A lot can be said in a text, or a phone call but waiting for a letter and then checking the mailbox seeing if your pen pal wrote back is something special, so special that a fishers woman decided make it easier for her family and others to stay connected.
The art of letter writing seems to be dying as technology continues to make advancements.
But for fifth grader Joseph Seabaugh, it helps him stay connected with his extended family
“I get to like to tell people like what's happening in my life and what I'm doing,” Joseph Seabaugh said.
It started in the height of the pandemic when Joseph couldn’t see his grandma in Florida.
“I didn’t really see often so I writed letters to her a lot,” Joseph Seabaugh said.
And he had a little nudging from mom.
“I had given Joseph a mom assignment is what I called them,” Erica Seabaugh said, “one of them was to write a letter every day. I didn't care if he sent it, I didn't care what he wrote about, I didn't care who he wrote to it was just to get him writing and keep him busy for a short window of time.”
Erica Seabaugh said her stepmom wrote back pretty quickly.
“They just like built this very organic sweet relationship of letter writing,” Seabaugh said.
This relationship between grandma and grandson sparked an idea for Erica Seabaugh, a post card kit to help relationships bloom and flourish.

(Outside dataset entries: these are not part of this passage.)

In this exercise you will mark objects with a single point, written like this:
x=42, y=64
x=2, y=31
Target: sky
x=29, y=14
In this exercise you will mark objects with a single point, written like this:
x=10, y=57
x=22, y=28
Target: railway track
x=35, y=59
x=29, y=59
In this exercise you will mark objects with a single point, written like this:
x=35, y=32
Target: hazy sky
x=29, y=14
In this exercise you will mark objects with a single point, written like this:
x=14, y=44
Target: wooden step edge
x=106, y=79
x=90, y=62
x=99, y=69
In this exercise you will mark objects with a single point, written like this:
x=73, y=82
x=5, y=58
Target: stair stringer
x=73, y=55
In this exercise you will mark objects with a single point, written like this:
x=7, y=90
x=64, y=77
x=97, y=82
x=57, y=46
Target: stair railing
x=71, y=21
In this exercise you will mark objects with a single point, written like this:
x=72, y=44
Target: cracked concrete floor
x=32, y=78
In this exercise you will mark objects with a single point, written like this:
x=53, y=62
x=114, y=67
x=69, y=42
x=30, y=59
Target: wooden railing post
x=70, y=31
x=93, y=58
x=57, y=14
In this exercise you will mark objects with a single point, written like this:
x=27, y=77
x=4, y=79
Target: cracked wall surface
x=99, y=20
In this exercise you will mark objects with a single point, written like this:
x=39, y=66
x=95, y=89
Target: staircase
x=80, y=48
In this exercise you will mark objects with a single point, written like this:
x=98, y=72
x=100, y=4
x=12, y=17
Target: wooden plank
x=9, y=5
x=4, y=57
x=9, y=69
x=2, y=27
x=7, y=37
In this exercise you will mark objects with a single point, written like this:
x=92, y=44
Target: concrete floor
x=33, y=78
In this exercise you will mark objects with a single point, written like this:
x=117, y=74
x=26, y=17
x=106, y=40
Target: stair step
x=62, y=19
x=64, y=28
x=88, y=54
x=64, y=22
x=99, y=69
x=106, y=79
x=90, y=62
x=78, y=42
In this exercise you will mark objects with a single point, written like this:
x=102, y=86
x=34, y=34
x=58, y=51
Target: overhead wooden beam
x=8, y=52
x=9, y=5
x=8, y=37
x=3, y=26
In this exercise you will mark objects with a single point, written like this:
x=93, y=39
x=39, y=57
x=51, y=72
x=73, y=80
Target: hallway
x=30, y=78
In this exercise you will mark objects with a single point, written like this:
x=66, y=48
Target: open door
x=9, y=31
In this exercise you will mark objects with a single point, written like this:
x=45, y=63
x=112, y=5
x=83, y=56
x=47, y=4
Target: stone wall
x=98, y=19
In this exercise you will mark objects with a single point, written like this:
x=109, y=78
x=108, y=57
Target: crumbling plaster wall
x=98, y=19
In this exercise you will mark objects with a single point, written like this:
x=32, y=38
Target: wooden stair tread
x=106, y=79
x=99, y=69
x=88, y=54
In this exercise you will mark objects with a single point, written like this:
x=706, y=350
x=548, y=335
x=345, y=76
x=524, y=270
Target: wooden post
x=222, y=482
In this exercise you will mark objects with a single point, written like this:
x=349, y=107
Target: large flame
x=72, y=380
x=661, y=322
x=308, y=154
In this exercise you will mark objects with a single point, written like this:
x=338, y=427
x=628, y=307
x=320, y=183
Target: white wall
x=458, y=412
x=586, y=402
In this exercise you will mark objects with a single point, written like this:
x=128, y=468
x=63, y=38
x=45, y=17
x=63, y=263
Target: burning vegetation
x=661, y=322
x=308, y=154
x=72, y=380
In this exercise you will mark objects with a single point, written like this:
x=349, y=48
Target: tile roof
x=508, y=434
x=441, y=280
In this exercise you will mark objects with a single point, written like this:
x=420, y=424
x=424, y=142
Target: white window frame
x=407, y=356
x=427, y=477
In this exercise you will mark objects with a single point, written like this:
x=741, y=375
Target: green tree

And that was the birth of PostBook. PostBook is a post card journal with prompts, postcards and a safe place to keep your letters.
“It's been such an incredible labor of love and really just came from a very natural desire to help connect people, you know, especially at a time when we were so disconnected from the pandemic,” Erica Seabaugh said.
She said the biggest impact they’ve seen these kits make so far is with the older population, its helping with loneliness and their overall health.
They have created different post book kits whether it be for grandparents, or larger groups.